Open-Closed String Field Theory from Calabi-Yau Categories and its Applications to Enumerative Geometry

TL;DR

This thesis develops categorical methods linking enumerative geometry and gauge theories, constructing algebraic morphisms that generalize closed string field theory to open-closed settings, with applications to quantization and holography.

Contribution

It introduces a formality L_infinity-morphism relating Calabi-Yau categories and objects, extending categorical enumerative invariants to open-closed string field theory.

Findings

Established a relation between graph complexes and Calabi-Yau categories.

Constructed a formality L_infinity-morphism depending on a Hodge filtration splitting.

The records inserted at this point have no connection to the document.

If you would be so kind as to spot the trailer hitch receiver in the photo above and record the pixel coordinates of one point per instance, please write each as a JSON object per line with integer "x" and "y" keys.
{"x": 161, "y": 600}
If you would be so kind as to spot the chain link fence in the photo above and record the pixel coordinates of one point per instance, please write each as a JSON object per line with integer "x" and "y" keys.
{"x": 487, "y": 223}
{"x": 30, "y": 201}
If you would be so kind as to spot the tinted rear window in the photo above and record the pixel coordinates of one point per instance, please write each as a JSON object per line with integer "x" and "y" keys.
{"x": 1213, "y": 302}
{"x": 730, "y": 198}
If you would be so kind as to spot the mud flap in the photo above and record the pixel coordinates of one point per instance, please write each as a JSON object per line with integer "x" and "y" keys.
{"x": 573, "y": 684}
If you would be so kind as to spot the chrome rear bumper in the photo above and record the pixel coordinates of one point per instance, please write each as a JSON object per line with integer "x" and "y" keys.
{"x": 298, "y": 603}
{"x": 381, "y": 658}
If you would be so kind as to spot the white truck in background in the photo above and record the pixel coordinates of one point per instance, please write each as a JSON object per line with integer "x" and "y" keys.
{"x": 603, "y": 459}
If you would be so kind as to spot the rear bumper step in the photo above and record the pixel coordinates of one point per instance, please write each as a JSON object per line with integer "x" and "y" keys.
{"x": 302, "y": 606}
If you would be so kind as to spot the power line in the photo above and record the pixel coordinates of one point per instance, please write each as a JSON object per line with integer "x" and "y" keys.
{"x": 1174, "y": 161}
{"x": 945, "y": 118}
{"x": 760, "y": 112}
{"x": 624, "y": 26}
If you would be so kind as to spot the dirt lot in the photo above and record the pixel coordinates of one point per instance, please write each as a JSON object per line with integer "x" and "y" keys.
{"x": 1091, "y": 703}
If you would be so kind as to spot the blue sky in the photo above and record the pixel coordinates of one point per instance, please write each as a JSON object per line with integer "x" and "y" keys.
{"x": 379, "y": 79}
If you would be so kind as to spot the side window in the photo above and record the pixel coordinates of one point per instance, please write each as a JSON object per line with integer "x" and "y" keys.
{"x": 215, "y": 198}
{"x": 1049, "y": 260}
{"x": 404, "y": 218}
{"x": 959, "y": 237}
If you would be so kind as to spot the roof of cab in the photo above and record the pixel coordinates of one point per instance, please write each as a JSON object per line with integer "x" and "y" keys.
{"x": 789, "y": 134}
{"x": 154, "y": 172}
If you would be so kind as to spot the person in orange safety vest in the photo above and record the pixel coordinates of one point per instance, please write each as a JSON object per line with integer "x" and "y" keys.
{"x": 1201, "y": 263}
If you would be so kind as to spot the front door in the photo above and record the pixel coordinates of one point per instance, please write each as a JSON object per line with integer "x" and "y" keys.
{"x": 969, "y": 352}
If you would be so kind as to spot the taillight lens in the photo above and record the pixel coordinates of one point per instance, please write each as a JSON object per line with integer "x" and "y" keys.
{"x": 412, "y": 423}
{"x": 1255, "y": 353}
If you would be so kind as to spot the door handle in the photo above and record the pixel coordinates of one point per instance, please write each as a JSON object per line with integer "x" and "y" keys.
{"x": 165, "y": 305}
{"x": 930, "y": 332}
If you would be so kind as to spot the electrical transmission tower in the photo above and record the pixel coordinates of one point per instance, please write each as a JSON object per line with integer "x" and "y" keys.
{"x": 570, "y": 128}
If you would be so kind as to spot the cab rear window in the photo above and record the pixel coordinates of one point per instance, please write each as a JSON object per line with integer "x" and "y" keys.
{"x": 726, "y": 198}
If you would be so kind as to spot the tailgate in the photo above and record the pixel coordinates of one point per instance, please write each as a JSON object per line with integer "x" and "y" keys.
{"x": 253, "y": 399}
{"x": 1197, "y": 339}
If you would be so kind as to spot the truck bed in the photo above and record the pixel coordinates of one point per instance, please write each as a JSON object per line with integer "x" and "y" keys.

Proposed a categorical framework for 'Twisted Holography' using Calabi-Yau categories.

Abstract

The overarching goal of this thesis was to develop categorical methods that connect enumerative geometry, as studied in mirror symmetry, with large $N$ gauge theories. In the first part, we established a relation between graph complexes, Calabi-Yau $A_\infty$-categories, and Kontsevich's cocycle construction. The next main result is the construction of a formality $L_\infty$-morphism relating algebraic structures built from a Calabi-Yau category and one of its objects; this morphism depends on a splitting of the non-commutative Hodge filtration. This generalizes the approach of categorical enumerative invariants from the closed to the open-closed setting. From a physics perspective, closed categorical enumerative invariants are encoded by the partition function of the associated closed string field theory (SFT). We explain how our open-closed morphism is an ingredient in quantizing the large N open SFT associated to an object of a Calabi-Yau category. In the final part of this thesis, based on an algebraic approach to open and closed backreacted SFT, we propose ideas towards a categorical formulation of 'Twisted Holography' at the level of partition functions, given as input a Calabi-Yau category and one of its objects.